Furthermore I had pointed out in a similar thread onyl a week or so back that games designers can easily take advantage of physics processing by tailoring their "screenplays" around the trade off between typical eye-candy and more physics driven content. Not every "scene" may require beefy physics, and not every scene may require high levels of eye-candy; the trade-off could be quite convincing if "scripted" properly.
 

ViRGE

Elite Member, Moderator Emeritus
Oct 9, 1999
31,516
167
106
Originally posted by: apoppin
Originally posted by: ViRGE
Originally posted by: apoppin
Originally posted by: superbooga
Just think of it as another graphical option. You turn it up, and your framerates will drop, just like any other graphical option.

according to ATi - when they first announced they were doing also physics on their x800-x1900[?] claimed that the "extra unused" cycles would manage it

did they ever demonstrate it so the performance penalty was more limited than nVidia's method?
They never demonstrated simultaneous operation in the first place AFAIK. The only time you'd have spare cycles would be if you were bottlenecked by something other than the GPU (i.e. the CPU), when the whole idea of GPU physics is to get such work off of the CPU, in effect reducing the CPU bottleneck. Using spare cycles would be counterproductive, in other words.

GPU-accelerated <almost anything> has been a joke so far. Commercial GPGPU use has matured but there's been no real use of the GPU in the consumer space (video decoding is a GPU feature, but it's handled with dedicated hardware, not as a GPGPU program like first intentioned).
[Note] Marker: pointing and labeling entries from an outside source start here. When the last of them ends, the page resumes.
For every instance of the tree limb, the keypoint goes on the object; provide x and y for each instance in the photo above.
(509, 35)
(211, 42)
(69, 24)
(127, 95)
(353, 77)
HavokFX, Quantum Effects, video encode acceleration, etc have all been a dud.

thanks, i really have not been keeping up .. and it didn't seem to make any sense what ATI said either back then
rose.gif


However, to question what you said [that i bolded] - isn't this the "fault" of the programs? If they are written properly with the GPU in mind, they should be far better than now - and nearly equal to what dedicated HW can do - at least that appears to be the 'theory' of the "extra" cycles not being extra but dedicated to processing the program written specifically to take advantage of the parralelism inherent in GPU architecture?
- and that would also mean they are really working on Fusion - this is all mostly "theoretical" and brand new, right?
I'm not quite sure what you mean, apoppin.
 

apoppin

Lifer
Mar 9, 2000
34,890
1
0
alienbabeltech.com
Originally posted by: ViRGE
I'm not quite sure what you mean, apoppin.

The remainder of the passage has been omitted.